Codextendo stitches together the Codex CLI transcripts you already generate and turns them into resumable conversations, rich summaries, and dashboards. Instead of scrolling through JSONL files, you can:

  • jump back into the right session in one command
  • leave breadcrumbs for teammates via structured summaries and history timelines
  • review everything from a browser-friendly dashboard backed by the same data

Requirements

  • Bash or a compatible shell that can source Bash functions
  • Python 3.9+
  • jq for JSON parsing
  • requests for API calls
  • tiktoken (optional – precise token counts)
  • OPENAI_API_KEY exported in the environment for summarisation commands

Install & First Run

  1. Clone and install the helpers:
    cd ~/tools
    git clone https://github.com/BranchManager69/codextendo.git
    cd codextendo
    ./install.sh
  2. Reload your shell so the new functions and config helpers take effect:
    source ~/.bashrc   # or open a new terminal
  3. Try resuming a recent conversation:
    codextendo "missing greetings"
    Select a result by number, and Codextendo reopens the session while prompting the assistant for a Past/Present/Future recap so you can restart with context.

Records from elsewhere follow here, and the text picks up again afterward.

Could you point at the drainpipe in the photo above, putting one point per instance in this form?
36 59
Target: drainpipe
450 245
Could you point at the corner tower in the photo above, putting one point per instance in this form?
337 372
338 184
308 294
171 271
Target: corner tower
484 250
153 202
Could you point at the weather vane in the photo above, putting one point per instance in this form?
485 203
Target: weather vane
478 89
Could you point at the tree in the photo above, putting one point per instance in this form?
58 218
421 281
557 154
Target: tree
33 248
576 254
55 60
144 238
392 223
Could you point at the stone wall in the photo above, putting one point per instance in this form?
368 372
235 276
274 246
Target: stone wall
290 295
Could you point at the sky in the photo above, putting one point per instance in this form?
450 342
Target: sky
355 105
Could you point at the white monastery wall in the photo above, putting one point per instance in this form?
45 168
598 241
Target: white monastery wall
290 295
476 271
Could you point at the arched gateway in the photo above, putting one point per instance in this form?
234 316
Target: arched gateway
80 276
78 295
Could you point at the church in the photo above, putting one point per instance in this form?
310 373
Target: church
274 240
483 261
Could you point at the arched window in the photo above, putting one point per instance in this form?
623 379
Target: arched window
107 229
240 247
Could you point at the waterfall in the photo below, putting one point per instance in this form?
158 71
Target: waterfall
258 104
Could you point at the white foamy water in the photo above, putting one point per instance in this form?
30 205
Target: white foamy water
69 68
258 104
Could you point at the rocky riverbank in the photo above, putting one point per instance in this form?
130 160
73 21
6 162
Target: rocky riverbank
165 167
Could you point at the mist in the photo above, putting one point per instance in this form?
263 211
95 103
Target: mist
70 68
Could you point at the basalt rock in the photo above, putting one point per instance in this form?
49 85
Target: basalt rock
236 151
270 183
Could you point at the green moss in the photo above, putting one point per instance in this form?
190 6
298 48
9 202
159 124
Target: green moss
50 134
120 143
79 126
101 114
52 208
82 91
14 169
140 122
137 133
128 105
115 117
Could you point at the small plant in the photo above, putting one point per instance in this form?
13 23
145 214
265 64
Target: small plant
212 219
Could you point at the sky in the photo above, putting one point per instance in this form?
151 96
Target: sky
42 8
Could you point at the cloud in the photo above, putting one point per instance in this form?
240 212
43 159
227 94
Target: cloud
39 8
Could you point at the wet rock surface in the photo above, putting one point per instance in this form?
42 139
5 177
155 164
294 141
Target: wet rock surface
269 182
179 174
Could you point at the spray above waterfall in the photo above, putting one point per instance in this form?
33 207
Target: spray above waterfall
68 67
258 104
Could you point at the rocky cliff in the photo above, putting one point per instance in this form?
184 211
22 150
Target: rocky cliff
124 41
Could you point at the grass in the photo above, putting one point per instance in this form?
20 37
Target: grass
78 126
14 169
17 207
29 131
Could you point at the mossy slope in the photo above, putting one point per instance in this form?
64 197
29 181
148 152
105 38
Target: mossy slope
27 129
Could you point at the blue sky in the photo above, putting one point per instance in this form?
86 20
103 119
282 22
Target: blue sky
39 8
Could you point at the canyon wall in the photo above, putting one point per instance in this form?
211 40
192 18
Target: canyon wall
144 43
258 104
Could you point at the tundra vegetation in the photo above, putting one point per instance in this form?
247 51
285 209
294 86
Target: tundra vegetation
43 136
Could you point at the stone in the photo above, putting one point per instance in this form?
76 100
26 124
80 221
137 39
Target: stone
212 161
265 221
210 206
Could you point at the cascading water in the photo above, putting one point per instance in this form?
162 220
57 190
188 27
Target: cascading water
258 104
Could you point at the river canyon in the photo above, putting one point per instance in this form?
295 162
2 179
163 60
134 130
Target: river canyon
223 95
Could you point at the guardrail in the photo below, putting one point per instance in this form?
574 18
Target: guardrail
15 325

Tip: Codextendo ships shell helpers, a Python summariser, and a lightweight config/pricing layer. Rerun ./install.sh any time after updating the repo to refresh ~/.codextendo/.

How It Works

Codextendo keeps minimal state on disk and leans on your existing Codex transcripts. Preferences such as the default summariser model or UI options live in ~/.codextendo/config.json, which both the CLI and dashboard read unless you override them via environment variables.

flowchart LR
    A[codextendo CLI] -->|reads| B(~/.codex/sessions/*.jsonl)
    A -->|kicks off| C{{Python summariser}}
    C -->|writes| D(~/.codextendo/summaries/*.json)
    C -->|writes| E(~/.codextendo/summaries/*.md)
    C -->|appends| F(~/.codextendo/summaries/*.history.md)
    D & E & F --> G[index.json metadata]
    G --> H[Terminal helpers & dashboard]
    A --> I[OpenAI API]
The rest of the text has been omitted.